Open MPI logo

Open MPI User's Mailing List Archives

  |   Home   |   Support   |   FAQ   |   all Open MPI User's mailing list

From: George Bosilca (bosilca_at_[hidden])
Date: 2006-02-12 15:29:12


Yvan,

It's now corrected. Please use the trunk (nightly builds) starting from
revision 8997 or wait 'til monday when we will update the next stable
candidate. If you are in a hurry and feel like playing around with the MPI
code, you can apply the attached patch to the latest stable.

   Thanks,
     george.

On Fri, 10 Feb 2006, George Bosilca wrote:

> Yvan,
>
> I'm looking into this one. So far I cannot reproduce it with the
> current version from the trunk. I will look into the stable versions.
> Until I figure out what's wrong, can you please use the nightly
> builds to run your test. Once the problem get fixed it will be
> included in the 1.0.2 release.
>
> BTW, which interconnect are you using ? Ethernet ?
>
> Thanks,
> george.
>
> On Feb 10, 2006, at 5:06 PM, Yvan Fournier wrote:
>
>> Hello,
>>
>> I seem to have encountered a bug in Open MPI 1.0 using indexed
>> datatypes
>> with MPI_Recv (which seems to be of the "off by one" sort). I have
>> joined a test case, which is briefly explained below (as well as in
>> the
>> source file). This case should run on two processes. I observed the
>> bug
>> on 2 different Linux systems (single processor Centrino under Suse
>> 10.0
>> with gcc 4.0.2, dual-processor Xeon under Debian Sarge with gcc 3.4)
>> with Open MPI 1.0.1, and do not observe it using LAM 7.1.1 or MPICH2.
>>
>> Here is a summary of the case:
>>
>> ------------------
>>
>> Each processor reads a file ("data_p0" or "data_p1") giving a list of
>> global element ids. Some elements (vertices from a partitionned mesh)
>> may belong to both processors, so their id's may appear on both
>> processors: we have 7178 global vertices, 3654 and 3688 of them being
>> known by ranks 0 and 1 respectively.
>>
>> In this simplified version, we assign coordinates {x, y, z} to each
>> vertex equal to it's global id number for rank 1, and the negative of
>> that for rank 0 (assigning the same values to x, y, and z).

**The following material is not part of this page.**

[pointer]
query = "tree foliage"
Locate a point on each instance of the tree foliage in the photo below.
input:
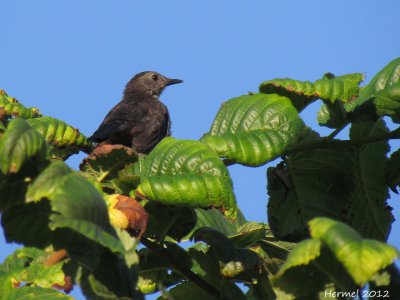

After
>> finishing the "ordered gather", rank 0 prints the global id and
>> coordinates of each vertex.
>>
>> lines should print (for example) as:
>> 6456 ; 6455.00000 6455.00000 6456.00000
>> 6457 ; -6457.00000 -6457.00000 -6457.00000
>> depending on whether a vertex belongs only to rank 0 (negative
>> coordinates) or belongs to rank 1 (positive coordinates).
>>
>> With the OMPI 1.0.1 bug (observed on Suse Linux 10.0 with gcc 4.0
>> and on
>> Debian sarge with gcc 3.4), we have for example for the last vertices:
>> 7176 ; 7175.00000 7175.00000 7176.00000
>> 7177 ; 7176.00000 7176.00000 7177.00000
>> seeming to indicate an "off by one" type bug in datatype handling
>>
>> Not using an indexed datatype (i.e. not defining USE_INDEXED_DATATYPE
>> in the gather_test.c file), the bug dissapears. Using the indexed
>> datatype with LAM MPI 7.1.1 or MPICH2, we do not reproduce the bug
>> either, so it does seem to be an Open MPI issue.
>>
>> ------------------
>>
>> Best regards,
>>
>> Yvan Fournier
>> <ompi_datatype_bug.tar.gz>
>> _______________________________________________
>> users mailing list
>> users_at_[hidden]
>> http://www.open-mpi.org/mailman/listinfo.cgi/users
>
> "Half of what I say is meaningless; but I say it so that the other
> half may reach you"
> Kahlil Gibran
>
>
> _______________________________________________
> users mailing list
> users_at_[hidden]
> http://www.open-mpi.org/mailman/listinfo.cgi/users
>

"We must accept finite disappointment, but we must never lose infinite
hope."
                                   Martin Luther King